Festa “mais empobrecida”. Mas não deixará de se fazer
O padre Luís Alberto admite que não haver procissão, na quinta-feira, prejudica a celebração do Corpo de Deus. “Prejudica o aspeto da manifestação pública da fé, claramente, e em certo sentido empobrece a festa. Será uma pena para muita gente que nela participava com muita devoção”. Será, para além disso, “menos uma presença com potencialidade evangelizadora no coração da cidade”, faz questão de sublinhar.
“Há um impacto a este nível. Não vou dizer que seja uma evangelização muito significativa, mas a verdade é que contrariamente a muitas procissões, em que a procissão passa, e pronto, passou, aquelas pessoas que ali estão durante uma hora, uma hora e meia, estão sempre a ouvir cânticos, a ouvir leituras, a ouvir meditações sobre a Eucaristia. Isso mexe com as pessoas”.
Para este responsável, esta é “uma procissão grandiosa”, no número de participantes e dos que a acompanham pelas ruas.
“Em determinados locais dá direito a tirar umas fotografias que são quase icónicas, no sentido de documentarem bem a quantidade de gente que participa”.
O que numa cidade como Lisboa, diz, também tem um significado especial. “É uma cidade com muita gente, e nos últimos anos com muitos turistas, que também acompanhavam. Houve uma altura que tivemos de aumentar ligeiramente o percurso, passámos a ir ao Martim Moniz, e aí apanhamos uma multiplicidade cultural de gente, que de outra forma não era tão visível, tão palpável. E de facto aí há um respeito... é único”.
Mesmo sem procissão, a Solenidade do Corpo de Deus não deixará de ser celebrada. “Será assinalada localmente com o essencial, que é a celebração da eucaristia. Poderá haver comunidades que também consigam ter momentos de adoração do Santíssimo”.

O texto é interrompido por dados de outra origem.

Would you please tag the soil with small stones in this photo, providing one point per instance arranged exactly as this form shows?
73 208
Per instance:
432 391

O Corpo de Deus é uma festa móvel que a Igreja assinala 60 dias depois da Páscoa, sempre à quinta-feira, por estar ligada à quinta-feira Santa, o dia da Última Ceia, em que foi instituída a eucaristia. Este celebra-se a 11 de junho.
Em Lisboa o cardeal patriarca, D. Manuel Clemente, irá presidir à missa, pelas 11h00, e abençoará a cidade, a partir do largo da Sé catedral.